标题：Study on Pretreatment Methods of Stellar Spectral Data
作者：Jiang, Bin; Chen, Bingrui; Zhao, Ziliang
作者机构：[Jiang, Bin; Chen, Bingrui; Zhao, Ziliang] Shandong Univ, Sch Mech Elect & Informat Engn, Weihai, Peoples R China.
会议名称：4th IEEE International Conference on Big Data Analytics (ICBDA)
会议日期：MAR 15-18, 2019
来源：2019 4TH IEEE INTERNATIONAL CONFERENCE ON BIG DATA ANALYTICS (ICBDA 2019)

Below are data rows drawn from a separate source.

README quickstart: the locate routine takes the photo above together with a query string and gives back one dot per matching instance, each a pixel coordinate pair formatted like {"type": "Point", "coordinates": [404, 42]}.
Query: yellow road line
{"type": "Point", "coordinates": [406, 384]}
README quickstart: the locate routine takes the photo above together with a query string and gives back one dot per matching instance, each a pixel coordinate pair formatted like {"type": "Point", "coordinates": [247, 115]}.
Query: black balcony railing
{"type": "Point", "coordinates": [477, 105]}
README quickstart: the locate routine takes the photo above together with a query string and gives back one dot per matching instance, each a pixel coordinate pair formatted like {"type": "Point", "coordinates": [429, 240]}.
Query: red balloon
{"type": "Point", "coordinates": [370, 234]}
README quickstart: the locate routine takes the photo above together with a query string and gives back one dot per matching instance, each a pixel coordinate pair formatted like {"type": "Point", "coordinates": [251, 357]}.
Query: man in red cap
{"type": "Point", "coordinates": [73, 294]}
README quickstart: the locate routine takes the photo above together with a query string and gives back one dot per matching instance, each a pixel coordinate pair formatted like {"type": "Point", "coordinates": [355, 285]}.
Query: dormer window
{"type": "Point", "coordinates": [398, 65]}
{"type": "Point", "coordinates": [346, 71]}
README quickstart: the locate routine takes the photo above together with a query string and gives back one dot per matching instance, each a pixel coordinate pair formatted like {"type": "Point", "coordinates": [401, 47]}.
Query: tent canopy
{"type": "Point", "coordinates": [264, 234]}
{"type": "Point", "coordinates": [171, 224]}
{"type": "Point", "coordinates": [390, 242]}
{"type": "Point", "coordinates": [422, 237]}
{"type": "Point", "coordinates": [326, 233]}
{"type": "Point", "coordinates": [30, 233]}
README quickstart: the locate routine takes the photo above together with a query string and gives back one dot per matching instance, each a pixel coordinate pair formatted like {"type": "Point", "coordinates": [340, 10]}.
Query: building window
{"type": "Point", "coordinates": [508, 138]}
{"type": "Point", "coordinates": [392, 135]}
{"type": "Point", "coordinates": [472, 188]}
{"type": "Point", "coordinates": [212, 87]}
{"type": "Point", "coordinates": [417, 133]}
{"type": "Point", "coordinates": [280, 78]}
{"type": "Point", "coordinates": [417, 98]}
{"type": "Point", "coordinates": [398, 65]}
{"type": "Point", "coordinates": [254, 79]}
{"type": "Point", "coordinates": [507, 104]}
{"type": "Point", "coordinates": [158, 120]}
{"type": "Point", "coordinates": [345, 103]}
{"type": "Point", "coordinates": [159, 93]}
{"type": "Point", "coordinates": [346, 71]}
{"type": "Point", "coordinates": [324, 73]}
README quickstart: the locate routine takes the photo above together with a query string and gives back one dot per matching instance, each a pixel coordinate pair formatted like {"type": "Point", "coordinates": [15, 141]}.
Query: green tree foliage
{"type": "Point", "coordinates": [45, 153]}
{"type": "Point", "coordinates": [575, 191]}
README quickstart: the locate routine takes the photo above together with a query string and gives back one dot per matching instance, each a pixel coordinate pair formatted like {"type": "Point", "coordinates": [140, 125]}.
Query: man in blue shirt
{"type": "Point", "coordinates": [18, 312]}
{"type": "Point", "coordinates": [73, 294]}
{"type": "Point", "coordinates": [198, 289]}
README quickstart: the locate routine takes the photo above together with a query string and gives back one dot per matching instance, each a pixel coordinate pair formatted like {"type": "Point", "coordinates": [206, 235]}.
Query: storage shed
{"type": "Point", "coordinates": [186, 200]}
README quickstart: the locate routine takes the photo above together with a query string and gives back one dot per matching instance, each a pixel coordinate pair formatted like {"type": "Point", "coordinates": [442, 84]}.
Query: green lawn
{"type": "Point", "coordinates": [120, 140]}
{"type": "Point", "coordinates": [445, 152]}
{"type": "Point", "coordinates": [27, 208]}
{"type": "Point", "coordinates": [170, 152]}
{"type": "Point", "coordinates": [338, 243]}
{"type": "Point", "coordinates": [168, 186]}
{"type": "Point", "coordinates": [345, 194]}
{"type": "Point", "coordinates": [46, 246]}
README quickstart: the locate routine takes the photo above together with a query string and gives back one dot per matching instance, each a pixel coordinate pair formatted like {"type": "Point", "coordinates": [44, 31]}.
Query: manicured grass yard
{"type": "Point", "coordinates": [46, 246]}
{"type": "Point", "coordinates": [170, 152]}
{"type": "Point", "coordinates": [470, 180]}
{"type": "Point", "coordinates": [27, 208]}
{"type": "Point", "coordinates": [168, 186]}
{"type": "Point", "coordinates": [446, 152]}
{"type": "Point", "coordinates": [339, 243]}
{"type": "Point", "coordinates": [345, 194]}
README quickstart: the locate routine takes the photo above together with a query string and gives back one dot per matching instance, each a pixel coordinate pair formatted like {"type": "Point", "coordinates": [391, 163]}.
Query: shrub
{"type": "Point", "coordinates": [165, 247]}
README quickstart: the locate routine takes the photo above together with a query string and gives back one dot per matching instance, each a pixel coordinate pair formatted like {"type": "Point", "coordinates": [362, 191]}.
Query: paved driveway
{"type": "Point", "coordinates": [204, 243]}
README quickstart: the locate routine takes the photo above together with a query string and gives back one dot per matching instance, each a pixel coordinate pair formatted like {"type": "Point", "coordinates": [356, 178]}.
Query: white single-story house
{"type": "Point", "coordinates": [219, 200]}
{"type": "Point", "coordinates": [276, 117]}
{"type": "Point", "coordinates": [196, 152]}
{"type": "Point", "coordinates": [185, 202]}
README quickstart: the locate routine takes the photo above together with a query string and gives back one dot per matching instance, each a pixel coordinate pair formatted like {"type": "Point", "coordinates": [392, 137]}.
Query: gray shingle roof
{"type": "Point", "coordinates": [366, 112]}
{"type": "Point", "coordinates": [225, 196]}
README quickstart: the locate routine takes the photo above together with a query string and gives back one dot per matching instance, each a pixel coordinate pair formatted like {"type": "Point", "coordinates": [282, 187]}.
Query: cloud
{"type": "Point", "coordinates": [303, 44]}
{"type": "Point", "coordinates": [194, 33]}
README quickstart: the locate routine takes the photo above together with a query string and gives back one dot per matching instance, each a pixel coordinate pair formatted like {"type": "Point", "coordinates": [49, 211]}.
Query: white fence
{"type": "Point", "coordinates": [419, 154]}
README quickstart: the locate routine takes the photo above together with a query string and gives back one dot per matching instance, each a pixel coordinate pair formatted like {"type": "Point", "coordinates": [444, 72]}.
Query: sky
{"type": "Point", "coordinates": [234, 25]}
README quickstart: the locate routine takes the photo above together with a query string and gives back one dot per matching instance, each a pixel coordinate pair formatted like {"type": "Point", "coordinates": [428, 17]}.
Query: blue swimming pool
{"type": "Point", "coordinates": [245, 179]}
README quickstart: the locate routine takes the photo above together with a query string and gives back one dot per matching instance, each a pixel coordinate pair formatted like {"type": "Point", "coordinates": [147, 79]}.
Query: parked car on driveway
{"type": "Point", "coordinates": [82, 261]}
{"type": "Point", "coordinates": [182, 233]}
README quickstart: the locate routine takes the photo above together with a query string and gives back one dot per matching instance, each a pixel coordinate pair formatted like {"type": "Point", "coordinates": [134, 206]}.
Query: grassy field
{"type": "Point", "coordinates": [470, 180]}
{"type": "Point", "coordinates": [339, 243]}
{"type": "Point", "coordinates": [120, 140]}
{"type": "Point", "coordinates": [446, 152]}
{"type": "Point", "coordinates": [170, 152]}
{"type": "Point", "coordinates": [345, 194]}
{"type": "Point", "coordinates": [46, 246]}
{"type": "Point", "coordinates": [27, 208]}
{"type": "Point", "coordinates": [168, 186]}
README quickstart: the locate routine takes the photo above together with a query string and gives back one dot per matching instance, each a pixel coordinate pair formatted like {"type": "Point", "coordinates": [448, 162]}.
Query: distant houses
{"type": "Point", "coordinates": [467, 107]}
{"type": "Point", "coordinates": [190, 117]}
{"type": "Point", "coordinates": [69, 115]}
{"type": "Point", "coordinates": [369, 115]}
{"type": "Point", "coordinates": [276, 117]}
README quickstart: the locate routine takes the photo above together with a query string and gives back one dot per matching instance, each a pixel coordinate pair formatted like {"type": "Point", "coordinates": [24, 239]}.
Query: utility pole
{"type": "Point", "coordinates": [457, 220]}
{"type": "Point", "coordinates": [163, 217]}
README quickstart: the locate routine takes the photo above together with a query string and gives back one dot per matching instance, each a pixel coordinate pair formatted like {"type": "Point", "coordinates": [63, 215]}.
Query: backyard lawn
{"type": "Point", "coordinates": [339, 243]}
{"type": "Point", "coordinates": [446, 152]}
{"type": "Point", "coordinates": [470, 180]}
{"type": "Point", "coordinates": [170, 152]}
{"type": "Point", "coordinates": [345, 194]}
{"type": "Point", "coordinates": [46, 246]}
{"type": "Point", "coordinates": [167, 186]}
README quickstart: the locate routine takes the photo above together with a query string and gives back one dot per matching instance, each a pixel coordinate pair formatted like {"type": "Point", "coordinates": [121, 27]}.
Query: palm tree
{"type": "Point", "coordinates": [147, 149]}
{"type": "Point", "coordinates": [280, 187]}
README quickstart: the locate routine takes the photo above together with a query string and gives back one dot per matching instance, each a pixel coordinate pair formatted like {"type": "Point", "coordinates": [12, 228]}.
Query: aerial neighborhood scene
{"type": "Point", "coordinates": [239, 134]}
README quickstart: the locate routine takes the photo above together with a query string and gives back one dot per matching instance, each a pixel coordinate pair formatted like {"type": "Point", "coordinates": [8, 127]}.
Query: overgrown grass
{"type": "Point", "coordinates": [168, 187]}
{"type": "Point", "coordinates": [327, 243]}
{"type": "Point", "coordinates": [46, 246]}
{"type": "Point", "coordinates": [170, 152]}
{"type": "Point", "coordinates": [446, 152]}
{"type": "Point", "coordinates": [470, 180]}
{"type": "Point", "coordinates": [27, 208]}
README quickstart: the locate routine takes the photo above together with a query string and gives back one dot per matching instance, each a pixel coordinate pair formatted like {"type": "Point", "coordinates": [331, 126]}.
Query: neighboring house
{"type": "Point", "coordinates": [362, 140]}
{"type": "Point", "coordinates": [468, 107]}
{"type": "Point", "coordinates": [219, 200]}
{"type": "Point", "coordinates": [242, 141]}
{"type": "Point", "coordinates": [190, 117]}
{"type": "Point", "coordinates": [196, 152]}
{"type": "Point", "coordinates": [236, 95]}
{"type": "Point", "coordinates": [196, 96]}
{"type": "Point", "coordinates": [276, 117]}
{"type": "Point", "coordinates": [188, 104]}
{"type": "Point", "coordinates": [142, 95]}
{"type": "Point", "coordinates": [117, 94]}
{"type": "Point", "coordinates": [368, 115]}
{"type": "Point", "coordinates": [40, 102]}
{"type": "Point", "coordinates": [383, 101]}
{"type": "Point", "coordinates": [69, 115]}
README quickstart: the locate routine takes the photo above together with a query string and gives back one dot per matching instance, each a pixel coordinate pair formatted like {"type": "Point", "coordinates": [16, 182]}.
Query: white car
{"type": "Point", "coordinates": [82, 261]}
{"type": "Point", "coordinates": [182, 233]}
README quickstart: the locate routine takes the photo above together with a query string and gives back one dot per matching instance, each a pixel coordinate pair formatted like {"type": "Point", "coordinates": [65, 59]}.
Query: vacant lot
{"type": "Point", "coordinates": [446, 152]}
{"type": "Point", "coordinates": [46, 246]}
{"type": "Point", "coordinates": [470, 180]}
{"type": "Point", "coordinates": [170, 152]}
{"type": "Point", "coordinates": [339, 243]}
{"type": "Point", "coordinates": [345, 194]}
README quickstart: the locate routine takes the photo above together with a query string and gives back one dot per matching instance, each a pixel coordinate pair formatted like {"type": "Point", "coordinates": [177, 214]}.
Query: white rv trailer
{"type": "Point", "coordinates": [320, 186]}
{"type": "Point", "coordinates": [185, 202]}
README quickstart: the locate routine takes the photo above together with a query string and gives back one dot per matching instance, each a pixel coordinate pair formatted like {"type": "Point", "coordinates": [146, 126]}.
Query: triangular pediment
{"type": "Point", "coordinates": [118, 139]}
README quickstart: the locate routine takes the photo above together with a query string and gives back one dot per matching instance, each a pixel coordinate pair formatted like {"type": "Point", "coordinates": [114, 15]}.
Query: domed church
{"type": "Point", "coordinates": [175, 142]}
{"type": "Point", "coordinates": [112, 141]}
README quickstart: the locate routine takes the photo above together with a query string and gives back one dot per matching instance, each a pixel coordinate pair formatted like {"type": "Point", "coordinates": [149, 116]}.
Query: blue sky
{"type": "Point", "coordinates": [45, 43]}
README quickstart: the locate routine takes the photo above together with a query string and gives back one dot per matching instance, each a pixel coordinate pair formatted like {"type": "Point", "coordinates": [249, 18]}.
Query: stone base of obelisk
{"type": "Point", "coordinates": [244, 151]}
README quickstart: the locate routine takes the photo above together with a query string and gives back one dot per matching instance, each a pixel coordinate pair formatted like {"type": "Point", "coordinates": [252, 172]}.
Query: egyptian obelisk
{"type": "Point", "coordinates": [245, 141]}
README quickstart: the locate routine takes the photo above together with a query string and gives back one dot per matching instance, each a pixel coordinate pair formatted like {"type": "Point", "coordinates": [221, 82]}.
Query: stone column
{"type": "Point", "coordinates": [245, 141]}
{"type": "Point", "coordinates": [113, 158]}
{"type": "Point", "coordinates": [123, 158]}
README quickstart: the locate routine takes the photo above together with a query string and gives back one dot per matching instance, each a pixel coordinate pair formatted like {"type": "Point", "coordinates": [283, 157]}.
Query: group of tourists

关键词：Big Data; Machine Learning; Auto-Encoder; PCA; Stellar spectra; SDSS
摘要：Stellar spectra classification is an important part of the automatic recognition of celestial spectra. In the era of Big Data, many observatories produce PB-level spectra every day. Although many people focus on using new machine learning classification methods, spectral data preprocessing is also integral for improving classification accuracy. This paper compares different pretreatment methods and analyzes the steps of spectral data pretreatment which include abnormal data detection, data standardization and feature selection. Also, we compare the effects of two machine learning algorithms with different pretreatment methods, that is, PCA and Auto-Encoder, on SDSS data. The experimental results show that by using correct preprocessing methods on SDSS data set, classification accuracy can be improved no matter what classifier is used. Besides, for spectral data, PCA performs better than Auto-Encoder in most cases.